Lindsey Adelman has made a name for herself creating luxury chandeliers that delicately balance the organic and the refined. With her latest collection, however, the lighting designer is applying that aesthetic to an entirely new range of objects, as seen at the exhibition Show Me now on view at the auction house Wright's Manhattan gallery.
For Adelman, who founded her New York studio in 2006, Show Me was an opportunity to share more of the story behind her work, highlighting the visual tension in each piece. "I've really enjoyed being able to elaborate on the meaning behind my work and develop it further, really pushing an idea through the process of making," she says. With her first-ever music video, on view at the Wright exhibition, Adelman puts that tenuous balance on full display with a performance by Laura Young featuring choreography by Danielle Matinelli and an original track by Leo Madriz. It was the process of making the video, which was shot last summer, that informed the mirrors, candelabra and jewelry that Adelman created over the course of the following year.
"I would say the overarching theme is really about letting oneself go, finding this place within oneself that's a balance between the analytical mind of gauging our actions and monitoring ourselves with letting the wildfire run free and not trying to control it," Adelman says. "A lot of the work has all those elements of the free part, the wild part, as well as boundaries and structure." In another first for the designer, the mirrors and candelabra are one-offs. "That is an entirely different way of thinking for me, as opposed to designing pieces that are meant to be ordered over and over," Adelman says.

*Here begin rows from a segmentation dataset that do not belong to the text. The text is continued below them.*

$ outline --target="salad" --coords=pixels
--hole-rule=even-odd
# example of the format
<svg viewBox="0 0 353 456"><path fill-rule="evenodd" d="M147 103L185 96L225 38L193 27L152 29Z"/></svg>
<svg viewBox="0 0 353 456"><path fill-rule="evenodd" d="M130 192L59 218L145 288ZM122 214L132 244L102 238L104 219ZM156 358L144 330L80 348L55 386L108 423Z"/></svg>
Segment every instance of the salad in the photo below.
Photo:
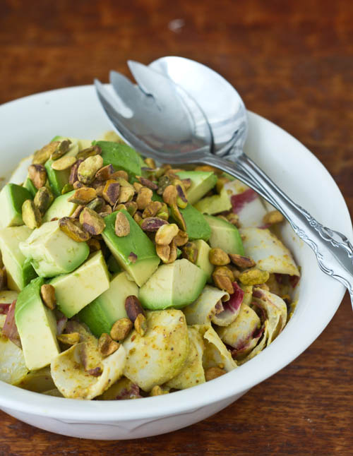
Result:
<svg viewBox="0 0 353 456"><path fill-rule="evenodd" d="M62 136L0 192L0 380L140 398L196 386L285 326L299 270L282 215L208 166Z"/></svg>

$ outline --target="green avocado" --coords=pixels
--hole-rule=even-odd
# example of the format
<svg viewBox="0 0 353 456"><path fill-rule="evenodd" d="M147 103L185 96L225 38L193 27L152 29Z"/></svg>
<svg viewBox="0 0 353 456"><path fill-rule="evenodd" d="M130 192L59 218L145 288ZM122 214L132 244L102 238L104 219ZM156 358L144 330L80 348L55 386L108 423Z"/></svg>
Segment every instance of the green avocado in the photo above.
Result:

"These pieces feel like much more indulgent, sculpturally-driven functional objects. It's about opulence and over-the-top-ness and pleasure. They also have function, but they're not practical, I wouldn't say, even though they are built for longevity."
The process of designing the objects in Show Me began with a series of sketches. (As with most of her projects, the designer first created a binder with dividers, which she then filled with sketches and notes as the ideas developed.) Drawing upon themes of growth and decay, control and chaos, Adelman represented motifs through physical manifestations of fungi, which sprout up in golden growths across the finished pieces. For the mirrors, Adelman approached a traditional frame-making company that had been in business for over 60 years, bringing them her binder and preliminary sketches to start a conversation. The relationship grew from there, as Adelman would bring back additional pencil drawing with dimensions, calling out specific sections or details of the design.
"Their process is the same as it's always been," Adelman says of the frame maker. "They have one room with all the men carving wood and another room with all the ladies doing gold leaf." Adelman created wax pieces of fungus that she would then hand-place onto wooden frames provided by the frame maker on-site. "Almost like a kid playing with blocks, like wooden toys, we would have a dummy frame cut out and I would place all the fungus myself," she says. The wax fungus worked as a looks-like model for Adelman to communicate on a one-to-one ratio particular details of the design; the frame makers would use those models to build positives out of wood. The positives were then cast in plaster and the final product was gold-leafed. Other chemical processes were used to make the mirrors appear aged. "It was really fun to learn about an entire process and then design for that process while guiding them through these shapes that they had never done before," Adelman says.
The Show Me series presented many new challenges for Adelman and her team as well. "There are so many objects in this collection that aren't part of what we do normally in our studio—pretty much every single one," Adelman says. "That's challenging because there are 29 people at the studio now and everybody has pretty full days already, so it's a challenge to introduce a lot of new work where you can't predict how much time it's going to take. You have never done it before, so all these weird surprises come up along the way."
Adelman considers this series a deeper foray into decorative art, straying away from the standard product-design mentality that she had been perfecting since graduating from the Rhode Island School of Design in 1996. "These pieces don't feel like industrial design to me," she says. "These pieces feel like much more indulgent, sculpturally-driven functional objects. I don't know how to describe it. It's much more about opulence and over-the-top-ness and pleasure, in a way. Then they also have function, but they're not practical, I wouldn't say, even though they are built for longevity." In other words, these objects were a welcome opportunity for Adelman to stretch the boundaries of her practice. As she says of the music video that launched the entire collection, "There's nothing practical about it, which is something I had a real craving to do."
Show Me will be on display at Wright's Manhattan gallery, in the historic Parke-Bernet Building on Madison and 76th Street, until August 1.